E che lui aveva certamente coinvolto Anastasia: «È possibile che sia stato lui a coinvolgere Anastasia (notoriamente le donne passano più inosservate e vengono utilizzate frequentemente come corrieri nel traffico di droga) e che a lei avesse dato il compito di custodire nello zaino il denaro destinato al pagamento della marijuana proprio per le precedenti accertate vicende afferenti gli stupefacenti (archiviate) che lo hanno riguardato», si legge nella richiesta.

Infine: se c’è qualcuno che può spiegare chi sia il finanziatore che aveva messo in mano a un gruppetto di ragazzi dell’Appio Latino 70mila euro da investire in marijuana, questo è proprio Princi.

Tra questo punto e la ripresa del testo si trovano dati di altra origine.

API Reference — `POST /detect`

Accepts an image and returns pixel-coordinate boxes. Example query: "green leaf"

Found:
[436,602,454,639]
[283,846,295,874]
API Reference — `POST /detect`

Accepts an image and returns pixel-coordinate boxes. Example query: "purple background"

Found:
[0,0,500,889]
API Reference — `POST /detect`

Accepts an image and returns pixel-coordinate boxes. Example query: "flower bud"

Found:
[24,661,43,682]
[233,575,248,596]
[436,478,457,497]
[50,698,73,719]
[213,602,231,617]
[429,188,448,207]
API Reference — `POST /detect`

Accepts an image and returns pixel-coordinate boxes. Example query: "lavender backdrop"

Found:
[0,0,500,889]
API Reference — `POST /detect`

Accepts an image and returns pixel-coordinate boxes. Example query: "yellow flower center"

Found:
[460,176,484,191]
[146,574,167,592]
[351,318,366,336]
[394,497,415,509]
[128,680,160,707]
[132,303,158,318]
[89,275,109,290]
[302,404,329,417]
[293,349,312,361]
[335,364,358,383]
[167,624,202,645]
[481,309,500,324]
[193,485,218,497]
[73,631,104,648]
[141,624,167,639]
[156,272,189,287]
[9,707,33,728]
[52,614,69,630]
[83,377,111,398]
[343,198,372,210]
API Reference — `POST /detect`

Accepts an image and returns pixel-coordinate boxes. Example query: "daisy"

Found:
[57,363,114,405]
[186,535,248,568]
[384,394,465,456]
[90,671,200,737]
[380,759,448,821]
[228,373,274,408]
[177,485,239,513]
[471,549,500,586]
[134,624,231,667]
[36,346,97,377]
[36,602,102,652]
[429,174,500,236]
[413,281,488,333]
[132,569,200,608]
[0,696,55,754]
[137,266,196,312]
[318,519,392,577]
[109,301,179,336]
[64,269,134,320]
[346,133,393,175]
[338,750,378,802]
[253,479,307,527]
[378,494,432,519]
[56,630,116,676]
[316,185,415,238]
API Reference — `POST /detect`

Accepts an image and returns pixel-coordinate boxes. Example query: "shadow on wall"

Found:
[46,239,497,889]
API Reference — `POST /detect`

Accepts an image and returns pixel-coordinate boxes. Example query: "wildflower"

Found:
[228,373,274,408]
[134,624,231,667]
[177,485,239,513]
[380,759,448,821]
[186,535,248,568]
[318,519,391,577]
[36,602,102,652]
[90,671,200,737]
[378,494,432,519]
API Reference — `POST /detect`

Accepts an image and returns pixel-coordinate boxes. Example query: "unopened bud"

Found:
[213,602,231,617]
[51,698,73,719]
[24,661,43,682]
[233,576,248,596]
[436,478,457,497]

Lui, però, almeno per il momento non parla. Davanti al gip Costantino De Robbio e alla pm Plastina si è presentato silenzioso e freddo: interamente vestito di nero, ha stretto la mano a tutti, al giudice ha riservato persino un accenno di inchino.

Non una parola sull’amico morto davanti al pub o per Anastasia, né un cenno di dolore (almeno, mostrato al giudice). Nel dare le generalità ha specificato che è laureato, in psicologia. E che appunto non poteva rispondere alle domande: «Devo avere il tempo di leggere gli atti», tutto qui.

Il suo avvocato ha spiegato che in realtà il ragazzo è addolorato, che è dispiaciuto per l’amico. Ma la sensazione che si respira negli ambienti investigativi è che la freddezza di Princi dimostri ancora una volta che aveva già fatto il salto rendendo il commercio di stupefacenti il suo “core business”.